Re: mosbench revisited

From: Tom Lane <tgl(at)sss(dot)pgh(dot)pa(dot)us>
To: Robert Haas <robertmhaas(at)gmail(dot)com>
Cc: Martijn van Oosterhout <kleptog(at)svana(dot)org>, pgsql-hackers(at)postgresql(dot)org
Subject: Re: mosbench revisited
Date: 2011-08-03 21:35:57
Message-ID: 23924.1312407357@sss.pgh.pa.us
Views: Raw Message | Whole Thread | Download mbox | Resend email
Thread:
Lists: pgsql-hackers

Robert Haas <robertmhaas(at)gmail(dot)com> writes:
> On Wed, Aug 3, 2011 at 4:38 PM, Tom Lane <tgl(at)sss(dot)pgh(dot)pa(dot)us> wrote:
>> ... We could possibly accept stale values for the
>> planner estimates, but I think heapam's number had better be accurate.

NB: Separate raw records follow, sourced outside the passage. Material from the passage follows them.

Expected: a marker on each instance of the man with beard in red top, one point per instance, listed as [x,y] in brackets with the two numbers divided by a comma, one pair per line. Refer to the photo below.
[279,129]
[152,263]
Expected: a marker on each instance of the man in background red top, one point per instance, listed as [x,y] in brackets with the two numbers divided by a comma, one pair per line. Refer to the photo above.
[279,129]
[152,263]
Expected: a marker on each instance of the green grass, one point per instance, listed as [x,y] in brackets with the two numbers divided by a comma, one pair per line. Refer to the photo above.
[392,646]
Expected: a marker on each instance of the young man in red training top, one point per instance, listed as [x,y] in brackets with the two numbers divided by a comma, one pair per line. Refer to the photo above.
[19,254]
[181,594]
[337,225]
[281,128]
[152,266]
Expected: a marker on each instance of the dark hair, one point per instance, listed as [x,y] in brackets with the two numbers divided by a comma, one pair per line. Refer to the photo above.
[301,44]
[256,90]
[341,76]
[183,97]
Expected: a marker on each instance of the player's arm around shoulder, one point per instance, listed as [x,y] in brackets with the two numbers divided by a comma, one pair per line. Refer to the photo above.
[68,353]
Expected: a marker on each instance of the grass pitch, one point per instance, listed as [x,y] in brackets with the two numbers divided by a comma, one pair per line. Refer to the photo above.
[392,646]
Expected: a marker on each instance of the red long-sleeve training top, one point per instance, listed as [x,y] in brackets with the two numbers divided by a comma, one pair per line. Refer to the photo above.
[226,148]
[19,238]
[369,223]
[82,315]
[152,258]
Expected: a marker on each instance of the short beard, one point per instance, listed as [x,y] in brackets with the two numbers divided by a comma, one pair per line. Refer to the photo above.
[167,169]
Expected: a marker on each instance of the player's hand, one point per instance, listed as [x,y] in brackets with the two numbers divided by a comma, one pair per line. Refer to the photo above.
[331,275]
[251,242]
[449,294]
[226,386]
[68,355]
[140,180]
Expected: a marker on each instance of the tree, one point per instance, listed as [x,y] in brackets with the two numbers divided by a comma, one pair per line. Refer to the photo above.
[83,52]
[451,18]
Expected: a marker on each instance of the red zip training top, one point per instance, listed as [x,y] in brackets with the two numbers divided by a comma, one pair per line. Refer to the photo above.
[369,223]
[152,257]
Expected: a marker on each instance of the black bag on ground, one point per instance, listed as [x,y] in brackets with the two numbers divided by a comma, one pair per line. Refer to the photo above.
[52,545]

> I think the exact requirement is that, if the relation turns out to be
> larger than the size we read, the extra blocks had better not contain
> any tuples our snapshot can see. There's actually no interlock
> between smgrnblocks() and smgrextend() right now, so presumably we
> don't need to add one.

No interlock in userspace, you mean. We're relying on the kernel to do
it, ie, give us a number that is not older than the time of our (already
taken at this point) snapshot.

> I don't really think there's any sensible way to implement a
> per-backend cache, because that would require invalidation events of
> some kind to be sent on relation extension, and that seems utterly
> insane from a performance standpoint, even if we invented something
> less expensive than sinval.

Yeah, that's the issue. But "relation extension" is not actually a
cheap operation, since it requires a minimum of one kernel call that is
presumably doing something nontrivial in the filesystem. I'm not
entirely convinced that we couldn't make this work --- especially since
we could certainly derate the duty cycle by a factor of ten or more
without giving up anything remotely meaningful in planning accuracy.
(I'd be inclined to make it send an inval only once the relation size
had changed at least, say, 10%.)

> A shared cache seems like it could work, but the locking is tricky.
> Normally we'd just use a hash table protected by an LWLock, one one
> LWLock per partition, but here that's clearly not going to work. The
> kernel is using a spinlock per file, and that's still too
> heavy-weight.

That still seems utterly astonishing to me. We're touching each of
those files once per query cycle; a cycle that contains two message
sends, who knows how many internal spinlock/lwlock/heavyweightlock
acquisitions inside Postgres (some of which *do* contend with each
other), and a not insignificant amount of plain old computing.
Meanwhile, this particular spinlock inside the kernel is protecting
what, a single doubleword fetch? How is that the bottleneck?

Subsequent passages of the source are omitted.